# à nouveau / de nouveau



## gigicamaro

Quelle est la différence entre la signification de "de nouveau" et d'"à nouveau"?

*Note des modérateurs : *nous avons fusionné plusieurs discussions pour créer ce fil.


----------



## Eryn

Salut Gigicamaro!

Voilà, après un petit brush up dont j'avais moi aussi besoin:

à nouveau : d'une manière différente, sur de nouvelles bases.
de nouveau : pour la seconde fois, une fois de plus.

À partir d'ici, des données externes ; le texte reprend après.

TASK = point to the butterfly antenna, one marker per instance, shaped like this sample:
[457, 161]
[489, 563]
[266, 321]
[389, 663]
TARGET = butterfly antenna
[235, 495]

On emploira donc "*à nouveau*" lorsqu'il s'agit de reprendre quelque chose (paroles, actions... .) de façon différente de la fois précédente, et

 "*de nouveau*" lorsque la répétition se fait de la même manière que précédemment.


----------



## Lisory

Hello,

Une petite précision apportée par "le nouveau dictionnaire des difficultés du français moderne" : *à nouveau* et *de nouveau* sont devenus interchangeables dans le sens "une fois de plus". "A nouveau" peut encore avoir son sens particulier de "de façon complètement différente" mais c'est le contexte, la situation qui fait apparaître ou non le sens restreint.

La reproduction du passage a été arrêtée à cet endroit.